Restart a service based on a process metric?

One of the processes on a number of remote branch VMs is leaking handles and that eventually causes the server to run out of memory.

Restarting the service that owns (spawned) the process resolves the issue.

There's already a performance counter that is tracking the handle count for that process in SolarWinds - I just can't figure out how to restart the service based on the counter value.

So, the question:

How do I structure the alert, the trigger condition and the trigger action to automate this via SolarWinds?

Trigger condition:

  • Objects:
    • Component Name = <the name of the service>
  • "The actual trigger condition:"
    • Component Name = <handle count tracker for a process that is spawned by that service>
    • Component Status in Warning or higher status

Obviously, this won't work because the trigger condition never matches the objects - i.e. there are never any objects matching these conditions. If I put <handle count tracker for a process that is spawned by that service> in the "objects", then SolarWinds' standard service restart utility (APMServiceControl.exe ${N=SwisEntity;M=ComponentAlert.ComponentID} -c=RESTART) won't work as it only works on services, not processes.

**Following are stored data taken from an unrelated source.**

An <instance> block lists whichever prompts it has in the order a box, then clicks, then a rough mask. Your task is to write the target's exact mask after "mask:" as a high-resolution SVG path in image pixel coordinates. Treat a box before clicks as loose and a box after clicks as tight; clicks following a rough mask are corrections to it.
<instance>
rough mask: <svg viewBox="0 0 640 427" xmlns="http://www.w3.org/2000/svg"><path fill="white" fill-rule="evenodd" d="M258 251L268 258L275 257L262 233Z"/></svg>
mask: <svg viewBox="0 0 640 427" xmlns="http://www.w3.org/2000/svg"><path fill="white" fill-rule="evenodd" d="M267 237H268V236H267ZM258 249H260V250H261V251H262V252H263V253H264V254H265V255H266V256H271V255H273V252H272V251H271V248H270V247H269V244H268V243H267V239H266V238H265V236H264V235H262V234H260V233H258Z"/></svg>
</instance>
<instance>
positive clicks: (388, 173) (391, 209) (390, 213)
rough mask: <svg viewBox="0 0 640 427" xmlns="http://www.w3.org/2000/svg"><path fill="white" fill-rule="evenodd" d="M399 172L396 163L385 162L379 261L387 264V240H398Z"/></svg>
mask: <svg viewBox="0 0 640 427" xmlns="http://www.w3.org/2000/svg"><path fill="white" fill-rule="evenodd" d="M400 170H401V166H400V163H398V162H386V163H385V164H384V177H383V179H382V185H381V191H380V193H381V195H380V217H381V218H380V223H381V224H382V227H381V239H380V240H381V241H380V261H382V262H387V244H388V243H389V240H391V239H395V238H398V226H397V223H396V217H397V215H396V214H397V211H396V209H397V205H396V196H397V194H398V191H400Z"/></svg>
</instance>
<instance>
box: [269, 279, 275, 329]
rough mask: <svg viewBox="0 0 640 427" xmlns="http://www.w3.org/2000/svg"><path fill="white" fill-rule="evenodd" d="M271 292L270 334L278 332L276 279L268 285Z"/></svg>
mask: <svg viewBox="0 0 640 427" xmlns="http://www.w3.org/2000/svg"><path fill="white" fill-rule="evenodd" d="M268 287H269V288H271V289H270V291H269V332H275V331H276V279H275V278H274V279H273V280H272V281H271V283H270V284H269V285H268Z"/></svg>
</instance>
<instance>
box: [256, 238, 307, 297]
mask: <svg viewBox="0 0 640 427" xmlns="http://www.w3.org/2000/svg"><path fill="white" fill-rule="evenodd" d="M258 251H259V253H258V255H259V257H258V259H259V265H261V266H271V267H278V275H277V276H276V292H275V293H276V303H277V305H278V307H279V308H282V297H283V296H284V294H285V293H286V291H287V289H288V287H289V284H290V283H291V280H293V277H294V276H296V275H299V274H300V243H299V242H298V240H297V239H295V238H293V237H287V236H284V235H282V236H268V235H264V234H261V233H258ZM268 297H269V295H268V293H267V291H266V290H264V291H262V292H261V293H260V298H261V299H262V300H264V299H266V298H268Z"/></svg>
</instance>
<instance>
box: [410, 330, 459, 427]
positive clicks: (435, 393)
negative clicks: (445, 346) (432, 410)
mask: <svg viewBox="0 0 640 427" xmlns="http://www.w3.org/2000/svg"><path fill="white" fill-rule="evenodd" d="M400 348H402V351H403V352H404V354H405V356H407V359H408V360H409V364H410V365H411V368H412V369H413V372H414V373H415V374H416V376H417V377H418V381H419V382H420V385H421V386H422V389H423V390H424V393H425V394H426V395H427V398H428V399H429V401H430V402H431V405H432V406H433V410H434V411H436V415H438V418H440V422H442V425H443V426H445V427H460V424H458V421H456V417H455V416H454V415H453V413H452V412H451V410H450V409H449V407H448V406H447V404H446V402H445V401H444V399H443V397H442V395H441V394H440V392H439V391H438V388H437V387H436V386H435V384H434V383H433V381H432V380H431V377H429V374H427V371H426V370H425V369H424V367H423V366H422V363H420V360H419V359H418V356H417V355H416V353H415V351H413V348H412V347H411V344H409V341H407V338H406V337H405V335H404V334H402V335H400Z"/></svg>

Is it possible to modify that trigger action so that it restarts the service that own the process?

If not, is there a simple way to resolve this?

Thank you!

P.S. 

  • Add a Windows Service Monitor into that Application Template. When you create an alert for the perfmon counter, update the Alert Action with the explicit ID of the Windows Service Monitor ComponentID. You can see the ComponentID in the URL when drilling into the Windows Service Monitor in that Application Template, it'll have an AM:<ID> at the end.

    Example:
    URL: /Orion/APM/MonitorDetails.aspx?NetObject=AM:1234

    Alert Action: APMServiceControl.exe 1234 -c=RESTART

  • Nice! I'll check it out when I am back at work.

    P.S. Tying the trigger action to a specific ID makes the action dedicated to that service and condition, i.e. I wouldn't be able to use the same alert for a different service with a similar issue?

    Or to put it differently: there isn't a way to force a service monitor into "warning" status based on the performance counter value of that service's process, without making it even more complex?

    (It's fairly simple to do this in PowerShell - get the process of a running service, get a handle count w/o even running performance counters, then restart the service if the handles have ballooned. Feel strange that it's not easy in SolarWinds.)

    (If the question doesn't make sense - please let me know, and thanks again!)

  • Yup, that is correct. It would turn the alert action into a dedicated alert for that single scenario. 

    You could write your own PowerShell monitor directly in SolarWinds to handle and restart the services too. There is a level of complexity with that too.

    You might also consider using an Application Custom Property (tag) and reference that tag in the Alert Action instead of a hard coded ID. That would make this alert action more dynamic, but it would require the tag to be manually updated for each Application Template where one monitor needs to reach a certain threshold to restart the service of another monitor. If you went this route, it would be an alert variable for that Application custom property.